С чего начать. Я могу, правда, пролить свет только на свои действия, да и то слабый и прерывистый. Я был самым младшим ребенком, самым младшим из многих — больше, чем я могу вспомнить — о ком я заботился с самого раннего младенчества, еще до того, как у меня самого появилась способность говорить, и хотя мои двигательные навыки к тому времени были едва развиты, эти мои многочисленные братья и сестры были отданы под мою опеку. Я исполнял каждое их желание, сглаживал малейший дискомфорт с полным послушанием, с высочайшей степенью преданности, так что со временем их желания стали моими, так что я начал предвосхищать желания, еще не сформулированные, возможно, даже еще не воображаемые, предоставляя моим братьям и сестрам максимально возможную помощь, удовлетворяя их только для того, чтобы они могли требовать больше, всегда больше, требований, на которые я соглашался с готовностью и осмотрительной поспешностью, подавая сложные лечебные настои, прописанные им разными врачами, подавая им еду и закуски, сигареты и аперитивы, ночные колпаки и стаканы молока у кровати. О наших родителях я ничего не скажу, пока нет, нет. Я продолжал проводить долгие годы с детства, культивируя уединение, преследуя тишину до ее все более удаляющегося горизонта, занятие, которое требовало особого качества внимания, самозабвения с моей стороны, которое позволило бы мне проявить самое кропотливое, самое внимательное отношение к другому, относиться к другому как к самому достойному объекту созерцания. В этом процессе я бы уменьшился, принизился, в конечном счете я бы стал ясным, даже перестал бы существовать. Я был бы хорошим. Я был бы всем, о чем когда-либо просили меня.

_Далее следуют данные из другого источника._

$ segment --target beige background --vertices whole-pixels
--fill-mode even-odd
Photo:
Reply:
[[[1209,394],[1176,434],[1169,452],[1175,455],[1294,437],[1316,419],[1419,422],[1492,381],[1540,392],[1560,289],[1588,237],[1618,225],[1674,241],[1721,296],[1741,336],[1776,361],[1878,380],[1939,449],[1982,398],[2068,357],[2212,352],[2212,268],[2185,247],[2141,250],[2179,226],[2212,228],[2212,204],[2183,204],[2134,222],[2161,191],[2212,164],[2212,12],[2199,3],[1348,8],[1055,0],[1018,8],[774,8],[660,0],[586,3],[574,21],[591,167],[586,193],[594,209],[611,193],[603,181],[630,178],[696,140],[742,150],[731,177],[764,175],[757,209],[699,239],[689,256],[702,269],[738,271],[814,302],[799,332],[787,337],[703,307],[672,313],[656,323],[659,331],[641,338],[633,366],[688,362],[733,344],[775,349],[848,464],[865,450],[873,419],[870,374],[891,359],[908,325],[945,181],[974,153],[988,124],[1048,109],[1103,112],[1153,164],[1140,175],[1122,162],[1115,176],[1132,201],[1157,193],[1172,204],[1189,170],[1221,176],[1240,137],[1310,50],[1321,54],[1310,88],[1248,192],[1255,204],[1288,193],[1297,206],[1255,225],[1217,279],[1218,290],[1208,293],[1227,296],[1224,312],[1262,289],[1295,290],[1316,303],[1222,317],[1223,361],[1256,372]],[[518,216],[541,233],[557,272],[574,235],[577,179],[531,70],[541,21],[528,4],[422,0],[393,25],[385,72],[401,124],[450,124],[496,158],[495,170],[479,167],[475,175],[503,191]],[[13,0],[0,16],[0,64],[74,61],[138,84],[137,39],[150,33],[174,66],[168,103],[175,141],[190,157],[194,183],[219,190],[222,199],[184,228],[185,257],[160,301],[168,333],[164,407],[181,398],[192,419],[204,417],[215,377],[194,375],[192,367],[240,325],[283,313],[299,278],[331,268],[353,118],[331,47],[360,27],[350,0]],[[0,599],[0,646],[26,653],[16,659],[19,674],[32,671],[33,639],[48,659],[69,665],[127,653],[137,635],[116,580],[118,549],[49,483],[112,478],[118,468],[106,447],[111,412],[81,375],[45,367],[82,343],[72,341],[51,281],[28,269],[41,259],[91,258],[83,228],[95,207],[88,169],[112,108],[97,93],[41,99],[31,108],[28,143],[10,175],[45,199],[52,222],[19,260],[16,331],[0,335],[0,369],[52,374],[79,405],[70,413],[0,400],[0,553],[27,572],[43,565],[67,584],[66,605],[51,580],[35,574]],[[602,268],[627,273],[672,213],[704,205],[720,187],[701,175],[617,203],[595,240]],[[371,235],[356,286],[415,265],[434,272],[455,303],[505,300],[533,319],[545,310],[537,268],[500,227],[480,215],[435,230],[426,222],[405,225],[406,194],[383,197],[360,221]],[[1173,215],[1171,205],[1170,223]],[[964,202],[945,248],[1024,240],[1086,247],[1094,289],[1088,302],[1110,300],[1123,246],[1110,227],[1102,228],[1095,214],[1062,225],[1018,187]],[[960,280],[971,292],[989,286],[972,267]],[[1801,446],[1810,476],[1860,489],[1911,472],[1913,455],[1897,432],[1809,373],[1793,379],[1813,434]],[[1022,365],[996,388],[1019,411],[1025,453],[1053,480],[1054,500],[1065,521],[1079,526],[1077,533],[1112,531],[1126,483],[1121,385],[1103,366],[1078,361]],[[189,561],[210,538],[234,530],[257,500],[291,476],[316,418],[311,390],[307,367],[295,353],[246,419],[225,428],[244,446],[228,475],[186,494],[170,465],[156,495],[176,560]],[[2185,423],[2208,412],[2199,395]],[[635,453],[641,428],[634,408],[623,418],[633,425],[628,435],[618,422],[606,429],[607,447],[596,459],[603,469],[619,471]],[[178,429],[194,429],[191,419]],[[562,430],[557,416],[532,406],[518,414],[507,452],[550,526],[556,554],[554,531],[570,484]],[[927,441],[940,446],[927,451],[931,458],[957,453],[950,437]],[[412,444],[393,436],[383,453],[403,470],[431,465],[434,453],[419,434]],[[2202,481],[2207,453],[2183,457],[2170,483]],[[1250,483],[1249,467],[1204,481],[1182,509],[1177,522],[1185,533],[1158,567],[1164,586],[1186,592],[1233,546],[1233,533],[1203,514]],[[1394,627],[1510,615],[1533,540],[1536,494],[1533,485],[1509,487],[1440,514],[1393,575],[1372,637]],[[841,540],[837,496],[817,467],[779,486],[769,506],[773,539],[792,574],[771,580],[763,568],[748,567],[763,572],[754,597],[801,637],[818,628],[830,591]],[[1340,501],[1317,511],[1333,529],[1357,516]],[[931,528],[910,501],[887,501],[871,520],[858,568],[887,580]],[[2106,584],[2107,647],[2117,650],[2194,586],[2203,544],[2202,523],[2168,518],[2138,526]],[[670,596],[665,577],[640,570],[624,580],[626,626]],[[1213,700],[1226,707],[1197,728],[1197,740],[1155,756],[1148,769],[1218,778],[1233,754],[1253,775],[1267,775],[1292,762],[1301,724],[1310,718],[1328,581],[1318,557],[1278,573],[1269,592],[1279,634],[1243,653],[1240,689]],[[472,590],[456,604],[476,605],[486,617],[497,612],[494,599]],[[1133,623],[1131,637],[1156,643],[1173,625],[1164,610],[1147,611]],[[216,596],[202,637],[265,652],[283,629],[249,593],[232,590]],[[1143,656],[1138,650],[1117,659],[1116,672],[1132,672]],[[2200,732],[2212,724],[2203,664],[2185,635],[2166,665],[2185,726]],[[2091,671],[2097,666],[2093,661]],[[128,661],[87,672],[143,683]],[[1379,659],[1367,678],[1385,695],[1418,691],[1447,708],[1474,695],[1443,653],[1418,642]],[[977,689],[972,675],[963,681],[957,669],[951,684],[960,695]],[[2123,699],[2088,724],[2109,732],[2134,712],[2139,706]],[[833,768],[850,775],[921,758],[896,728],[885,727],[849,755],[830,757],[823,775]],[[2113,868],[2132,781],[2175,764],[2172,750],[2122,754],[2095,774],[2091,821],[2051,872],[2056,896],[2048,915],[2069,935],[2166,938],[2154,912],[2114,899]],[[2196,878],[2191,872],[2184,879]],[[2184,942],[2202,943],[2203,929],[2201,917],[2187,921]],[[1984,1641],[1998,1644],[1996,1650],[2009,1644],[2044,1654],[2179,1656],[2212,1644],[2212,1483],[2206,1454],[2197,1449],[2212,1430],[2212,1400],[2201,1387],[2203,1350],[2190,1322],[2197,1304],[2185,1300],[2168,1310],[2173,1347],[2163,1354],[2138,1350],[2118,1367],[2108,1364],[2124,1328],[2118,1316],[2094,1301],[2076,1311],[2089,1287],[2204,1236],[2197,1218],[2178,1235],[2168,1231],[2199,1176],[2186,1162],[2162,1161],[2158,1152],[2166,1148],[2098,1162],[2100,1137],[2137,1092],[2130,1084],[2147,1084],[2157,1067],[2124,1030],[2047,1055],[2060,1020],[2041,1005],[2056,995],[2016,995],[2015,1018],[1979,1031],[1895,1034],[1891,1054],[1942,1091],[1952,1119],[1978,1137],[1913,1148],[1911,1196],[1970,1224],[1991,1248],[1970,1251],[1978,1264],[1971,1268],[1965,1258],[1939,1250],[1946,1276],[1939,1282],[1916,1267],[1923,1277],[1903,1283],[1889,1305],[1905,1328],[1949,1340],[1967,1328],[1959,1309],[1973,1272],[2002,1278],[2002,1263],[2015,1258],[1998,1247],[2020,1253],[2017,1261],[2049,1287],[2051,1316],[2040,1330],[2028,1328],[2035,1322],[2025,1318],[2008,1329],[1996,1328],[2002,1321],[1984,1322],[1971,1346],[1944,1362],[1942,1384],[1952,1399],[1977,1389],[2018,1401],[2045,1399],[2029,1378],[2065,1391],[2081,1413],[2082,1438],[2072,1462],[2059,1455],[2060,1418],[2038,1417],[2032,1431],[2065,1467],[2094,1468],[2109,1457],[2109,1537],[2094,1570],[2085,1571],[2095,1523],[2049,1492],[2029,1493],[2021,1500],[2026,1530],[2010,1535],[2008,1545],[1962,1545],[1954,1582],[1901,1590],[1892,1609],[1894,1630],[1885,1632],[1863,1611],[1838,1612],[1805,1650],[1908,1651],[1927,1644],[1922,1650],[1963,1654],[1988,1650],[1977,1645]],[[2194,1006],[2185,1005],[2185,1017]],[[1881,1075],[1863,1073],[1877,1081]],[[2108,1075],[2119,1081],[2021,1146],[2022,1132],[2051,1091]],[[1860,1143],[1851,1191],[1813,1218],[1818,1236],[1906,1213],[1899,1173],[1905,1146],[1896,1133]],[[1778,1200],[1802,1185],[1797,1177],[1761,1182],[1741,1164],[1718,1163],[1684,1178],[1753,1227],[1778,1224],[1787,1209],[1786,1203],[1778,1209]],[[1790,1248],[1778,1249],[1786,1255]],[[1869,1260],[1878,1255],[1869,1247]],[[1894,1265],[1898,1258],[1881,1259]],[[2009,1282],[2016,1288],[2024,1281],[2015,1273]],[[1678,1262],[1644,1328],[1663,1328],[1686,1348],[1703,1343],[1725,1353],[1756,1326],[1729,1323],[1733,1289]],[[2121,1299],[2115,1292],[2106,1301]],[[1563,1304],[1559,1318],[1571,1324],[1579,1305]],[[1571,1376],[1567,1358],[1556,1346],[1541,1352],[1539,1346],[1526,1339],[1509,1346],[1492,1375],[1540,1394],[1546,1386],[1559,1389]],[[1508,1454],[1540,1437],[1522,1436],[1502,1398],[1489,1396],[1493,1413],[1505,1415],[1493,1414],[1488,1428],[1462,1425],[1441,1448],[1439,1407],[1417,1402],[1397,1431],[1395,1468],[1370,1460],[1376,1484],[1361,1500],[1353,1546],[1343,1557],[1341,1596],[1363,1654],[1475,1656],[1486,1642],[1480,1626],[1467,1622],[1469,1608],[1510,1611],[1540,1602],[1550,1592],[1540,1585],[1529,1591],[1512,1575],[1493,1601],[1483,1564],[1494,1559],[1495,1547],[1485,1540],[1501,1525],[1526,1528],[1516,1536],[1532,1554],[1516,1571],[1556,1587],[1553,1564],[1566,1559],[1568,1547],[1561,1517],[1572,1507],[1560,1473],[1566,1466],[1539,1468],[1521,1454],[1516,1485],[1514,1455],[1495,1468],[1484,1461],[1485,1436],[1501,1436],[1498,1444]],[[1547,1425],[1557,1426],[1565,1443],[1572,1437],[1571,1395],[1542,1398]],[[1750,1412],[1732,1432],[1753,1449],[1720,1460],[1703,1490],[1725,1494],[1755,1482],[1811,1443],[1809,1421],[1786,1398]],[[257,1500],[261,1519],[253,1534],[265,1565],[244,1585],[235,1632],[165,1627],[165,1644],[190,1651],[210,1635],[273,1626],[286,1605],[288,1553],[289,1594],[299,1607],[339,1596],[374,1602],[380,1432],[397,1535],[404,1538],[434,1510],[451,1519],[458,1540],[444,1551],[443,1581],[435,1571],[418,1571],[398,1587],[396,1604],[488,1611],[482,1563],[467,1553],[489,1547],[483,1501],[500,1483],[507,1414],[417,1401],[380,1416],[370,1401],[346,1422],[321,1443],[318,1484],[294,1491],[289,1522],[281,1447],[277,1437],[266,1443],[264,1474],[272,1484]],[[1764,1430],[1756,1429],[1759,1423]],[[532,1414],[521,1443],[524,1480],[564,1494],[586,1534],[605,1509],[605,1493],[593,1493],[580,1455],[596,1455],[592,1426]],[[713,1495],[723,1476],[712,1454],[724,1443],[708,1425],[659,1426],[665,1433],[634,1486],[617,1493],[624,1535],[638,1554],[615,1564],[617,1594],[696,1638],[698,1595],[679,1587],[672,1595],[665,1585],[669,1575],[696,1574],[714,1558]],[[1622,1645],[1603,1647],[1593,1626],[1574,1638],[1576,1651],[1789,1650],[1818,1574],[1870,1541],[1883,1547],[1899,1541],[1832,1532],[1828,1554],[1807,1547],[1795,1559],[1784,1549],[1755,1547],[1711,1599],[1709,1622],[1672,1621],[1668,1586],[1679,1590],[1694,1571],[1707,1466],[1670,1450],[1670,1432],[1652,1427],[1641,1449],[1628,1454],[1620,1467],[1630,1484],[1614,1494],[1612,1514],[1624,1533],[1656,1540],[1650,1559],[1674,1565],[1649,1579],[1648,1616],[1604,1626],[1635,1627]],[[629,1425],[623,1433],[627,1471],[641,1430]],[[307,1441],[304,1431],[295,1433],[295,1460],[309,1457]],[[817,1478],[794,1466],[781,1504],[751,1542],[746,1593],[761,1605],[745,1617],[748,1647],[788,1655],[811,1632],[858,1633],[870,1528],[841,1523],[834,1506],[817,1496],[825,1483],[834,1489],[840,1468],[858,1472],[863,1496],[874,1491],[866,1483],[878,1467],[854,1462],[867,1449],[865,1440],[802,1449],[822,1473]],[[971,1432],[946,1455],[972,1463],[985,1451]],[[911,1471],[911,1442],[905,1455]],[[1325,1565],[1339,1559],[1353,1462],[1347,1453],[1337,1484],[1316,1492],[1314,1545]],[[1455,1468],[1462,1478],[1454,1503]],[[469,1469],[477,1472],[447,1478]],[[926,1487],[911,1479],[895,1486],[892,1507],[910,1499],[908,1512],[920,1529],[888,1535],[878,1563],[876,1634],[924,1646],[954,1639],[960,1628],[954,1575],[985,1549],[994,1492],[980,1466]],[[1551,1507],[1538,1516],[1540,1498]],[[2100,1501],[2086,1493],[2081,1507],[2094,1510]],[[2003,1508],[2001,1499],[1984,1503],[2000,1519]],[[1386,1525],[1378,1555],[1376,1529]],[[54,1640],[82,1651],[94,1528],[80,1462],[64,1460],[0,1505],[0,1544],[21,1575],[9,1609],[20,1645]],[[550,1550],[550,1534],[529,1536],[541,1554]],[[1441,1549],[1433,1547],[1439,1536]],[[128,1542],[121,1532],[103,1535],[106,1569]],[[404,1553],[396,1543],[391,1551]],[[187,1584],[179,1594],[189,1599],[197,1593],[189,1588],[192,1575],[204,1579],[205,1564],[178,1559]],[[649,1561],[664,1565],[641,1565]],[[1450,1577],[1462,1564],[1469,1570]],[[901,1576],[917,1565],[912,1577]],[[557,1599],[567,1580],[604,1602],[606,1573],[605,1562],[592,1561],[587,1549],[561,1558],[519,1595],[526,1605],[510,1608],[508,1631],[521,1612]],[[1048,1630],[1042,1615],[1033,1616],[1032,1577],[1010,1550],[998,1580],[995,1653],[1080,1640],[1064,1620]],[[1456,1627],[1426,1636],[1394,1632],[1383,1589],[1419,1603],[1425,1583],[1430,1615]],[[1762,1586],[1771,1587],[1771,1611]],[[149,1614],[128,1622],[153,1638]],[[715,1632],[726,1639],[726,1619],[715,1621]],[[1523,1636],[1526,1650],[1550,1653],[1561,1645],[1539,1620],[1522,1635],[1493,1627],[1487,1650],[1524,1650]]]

Возможно, лучше начать заново.
Вот дом, стоящий в конце длинной грунтовой дороги, в роще деревьев, на холме над небольшим, малонаселенным городком. Ручей обозначал границу собственности с одной стороны, и ночью звук его беспокойного потока доносился из окна моей спальни. Глядя вниз по длинной дороге, можно было увидеть густой лес, маленький городок в глубине долины, а за ним горы, более высокие, чем я когда-либо видел. Участок земли и дом, который стоял на нем, принадлежали моему брату, моему старшему брату. То, почему он оказался в этой отдаленной северной стране, стране, как выяснилось, предков нашей семьи, неизвестных, хотя и презираемых людей, которых преследовали через границы и бросали в ямы, несомненно, было связано, по крайней мере отчасти, с его чувством истории, ориентированным на прогресс, обращенным к будущему, вечно ищущим эффективности. С практической точки зрения (а прагматизм, естественно, имел первостепенное значение для моего брата) он также занимался некоторыми вполне разумными, хотя и слегка извращенными деловыми операциями, поскольку был или, по крайней мере, был бизнесменом, занимавшимся успешной продажей и торговлей, импортом и экспортом различных товаров и услуг, специфика которых до сих пор остается для меня загадкой.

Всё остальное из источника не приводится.